Nel caso in esame una lavoratrice era stata licenziata dopo essere stata collocata in esubero rispetto all’ordinario livello occupazionale, insieme ad altri colleghi, in un reparto che a breve sarebbe stato soppresso in conseguenza di un riassetto organizzativo e produttivo che ne aveva previsto l’esternalizzazione.
La lavoratrice ha proposto ricorso e in primo grado il giudice ha ritenuto il recesso datoriale viziato da un motivo illecito determinate, mentre la Corte d’appello ha escluso che il licenziamento potesse considerarsi assistito da giustificato motivo oggettivo.
La società ha così proposto ricorso in Cassazione censurando la sentenza impugnata per non avere considerato che la manifesta insussistenza del fatto, quale presupposto legittimante la tutela reintegratoria, ricorre nella sola ipotesi di inesistenza del fatto materiale addotto a sostegno del licenziamento per giustificato motivo oggettivo e che, nella diversa ipotesi in cui tale fatto materiale invece sussista, la tutela applicabile è unicamente quella indennitaria.

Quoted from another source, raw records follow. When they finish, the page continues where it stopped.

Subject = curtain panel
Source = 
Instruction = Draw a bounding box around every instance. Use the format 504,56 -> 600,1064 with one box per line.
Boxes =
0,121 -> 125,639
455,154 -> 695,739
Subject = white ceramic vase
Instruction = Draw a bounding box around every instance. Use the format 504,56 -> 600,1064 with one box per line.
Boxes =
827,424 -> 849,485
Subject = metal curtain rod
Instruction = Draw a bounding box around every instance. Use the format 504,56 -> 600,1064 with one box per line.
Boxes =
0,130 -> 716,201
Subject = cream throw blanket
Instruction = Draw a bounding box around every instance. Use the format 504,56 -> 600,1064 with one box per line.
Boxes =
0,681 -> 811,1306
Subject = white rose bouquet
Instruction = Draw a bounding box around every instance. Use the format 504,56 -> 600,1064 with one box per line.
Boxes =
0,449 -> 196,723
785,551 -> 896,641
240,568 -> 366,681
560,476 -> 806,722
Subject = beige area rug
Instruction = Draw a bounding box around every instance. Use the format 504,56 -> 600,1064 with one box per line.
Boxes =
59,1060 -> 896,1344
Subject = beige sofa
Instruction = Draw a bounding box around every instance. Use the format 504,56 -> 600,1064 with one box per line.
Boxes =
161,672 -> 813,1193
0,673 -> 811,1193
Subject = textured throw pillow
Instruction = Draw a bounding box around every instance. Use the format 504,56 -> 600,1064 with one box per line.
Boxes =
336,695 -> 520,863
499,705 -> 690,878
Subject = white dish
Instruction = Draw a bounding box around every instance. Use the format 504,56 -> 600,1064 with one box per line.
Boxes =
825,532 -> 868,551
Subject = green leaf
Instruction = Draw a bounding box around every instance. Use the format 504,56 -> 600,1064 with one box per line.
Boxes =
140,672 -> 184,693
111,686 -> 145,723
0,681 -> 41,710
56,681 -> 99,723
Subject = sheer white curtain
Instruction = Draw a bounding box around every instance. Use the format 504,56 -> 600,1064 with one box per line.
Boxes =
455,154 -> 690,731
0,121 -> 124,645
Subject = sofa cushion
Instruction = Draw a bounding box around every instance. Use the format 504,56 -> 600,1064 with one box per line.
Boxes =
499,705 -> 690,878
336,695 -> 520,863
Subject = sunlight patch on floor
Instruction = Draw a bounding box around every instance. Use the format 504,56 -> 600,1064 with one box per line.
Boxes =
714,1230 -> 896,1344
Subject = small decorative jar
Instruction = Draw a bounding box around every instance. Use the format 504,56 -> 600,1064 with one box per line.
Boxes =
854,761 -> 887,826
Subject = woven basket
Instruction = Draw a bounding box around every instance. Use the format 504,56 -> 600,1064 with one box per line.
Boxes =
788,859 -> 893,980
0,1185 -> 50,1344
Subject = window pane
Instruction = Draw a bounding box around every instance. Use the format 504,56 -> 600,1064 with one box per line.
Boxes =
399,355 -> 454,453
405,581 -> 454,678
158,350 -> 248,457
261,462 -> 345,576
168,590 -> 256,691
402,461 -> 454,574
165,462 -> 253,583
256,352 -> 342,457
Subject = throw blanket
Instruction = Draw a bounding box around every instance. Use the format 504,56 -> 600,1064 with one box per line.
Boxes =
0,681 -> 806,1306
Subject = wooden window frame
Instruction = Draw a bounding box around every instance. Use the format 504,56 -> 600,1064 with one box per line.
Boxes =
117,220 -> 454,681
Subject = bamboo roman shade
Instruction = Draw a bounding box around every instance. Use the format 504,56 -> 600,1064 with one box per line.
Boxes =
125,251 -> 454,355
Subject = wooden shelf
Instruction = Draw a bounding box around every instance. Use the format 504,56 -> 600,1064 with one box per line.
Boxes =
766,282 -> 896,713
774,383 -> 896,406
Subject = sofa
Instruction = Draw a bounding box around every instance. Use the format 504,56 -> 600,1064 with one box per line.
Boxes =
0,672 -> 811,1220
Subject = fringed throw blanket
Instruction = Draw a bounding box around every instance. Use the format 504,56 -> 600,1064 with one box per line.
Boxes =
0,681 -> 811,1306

Secondo la Suprema Corte, l’indagine che deve compiere il giudice di merito al fine di stabilire se una data fattispecie di licenziamento per giustificato motivo oggettivo sia o meno caratterizzata dalla manifesta insussistenza del fatto, si compone di due momenti concettualmente distinti, ma coesistenti nell’unitarietà dell’accertamento giudiziale: da un lato deve accertare il fatto del licenziamento in ciascuno degli elementi che concorrono a delinearlo (nel caso in esame la sussistenza di un processo di riorganizzazione o riassetto produttivo) e la sussistenza del nesso di causalità tra tale processo e la perdita del posto di lavoro e l’impossibilità per il datore di lavoro di ricollocare il proprio dipendente nell’impresa riorganizzata e ristrutturata; dall’altro lato deve effettuare un’analisi e una valutazione di tutte le circostanze del caso concreto, quale unico mezzo per determinare l’eventuale riconduzione del fatto sottoposto al suo esame all’area di una insussistenza che deve porsi come manifesta e cioè contraddistinta da tratti che ne segnalano in modo palese la peculiare difformità rispetto alla mera assenza dei presupposti del licenziamento.